Cuando ha escuchado toda su vida, como muchos de nosotros, que se supone que el Buen Samaritano es un modelo a seguir para nosotros, puede ser un poco impactante darse cuenta de que para la gran mayoría de los cristianos en la historia, nuestro lugar en la historia no es como la del (potencial) samaritano, sino como la semivif, el hombre medio muerto en el camino. (De hecho, si tiene un misal de banco de cualquier época anterior a 1970, es probable que vea esta interpretación resumida en las notas sobre la misa propiamente dicha del duodécimo domingo después de Pentecostés).
El samaritano, entonces, es el mismo Cristo. El sacerdote y el levita son los ministros de la Ley antigua —o quizás de la Ley y los Profetas— que no pueden ayudar. Como dice San Pablo, la Ley es buena para ofrecer condenación, pero no da el poder de salvar, el poder de curarnos y elevar nuestra naturaleza. Cristo, el Buen Samaritano, cura nuestras heridas —con vino y aceite, símbolos bastante obvios de los sacramentos— y nos pone en un albergue, es decir, la Iglesia, para proveer a todas nuestras necesidades hasta que él regrese. Promete pagar todo con sus propios recursos.
Encontré por primera vez esta interpretación clásica en el gran poema inglés del siglo XIV de William Langland, Piers Plowman. En esa versión, el sacerdote y el levita representan la fe y la esperanza. El samaritano, lo adivinaste, es caridad.

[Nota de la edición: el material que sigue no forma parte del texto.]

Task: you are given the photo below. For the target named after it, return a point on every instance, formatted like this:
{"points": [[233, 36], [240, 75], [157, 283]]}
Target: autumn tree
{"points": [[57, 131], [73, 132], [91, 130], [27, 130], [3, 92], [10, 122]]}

Pero nuevamente, Langland enfatiza la inadecuación del antiguo pacto, representado por la fe y la esperanza, para sanar las heridas del pecado y la muerte.
Estas son las palabras del samaritano de Langland:
“Haz que se disculpe”, dijo él, “su ayuda puede ser de poca utilidad:
Que ninguna medicina bajo molde lleve al hombre a la salud:
Ni fe ni hermosa esperanza, tan enconadas están sus heridas,
Sin la sangre de un niño nacido de una doncella.
Y sea él bañado en esa sangre, bautizado por así decirlo,
Y luego emplastado con la penitencia y la pasión de ese bebé,
Debería ponerse de pie y dar un paso, ya que vale la pena que nunca
Hasta que haya comido todo el granero y su sangre borracha.
(Versión B de Piers Plowman, Passus XVII)
Es una imagen bastante gráfica, sin duda un poco demasiado para los oídos modernos. Bairn en inglés medio significa niño, pero por lo demás creo que las líneas son bastante claras. El niño es Jesús, y sólo a través de su sangre, que en cierto sentido nos “baña” en el bautismo y nos nutre en la Eucaristía, podremos volver a estar sobre dos pies.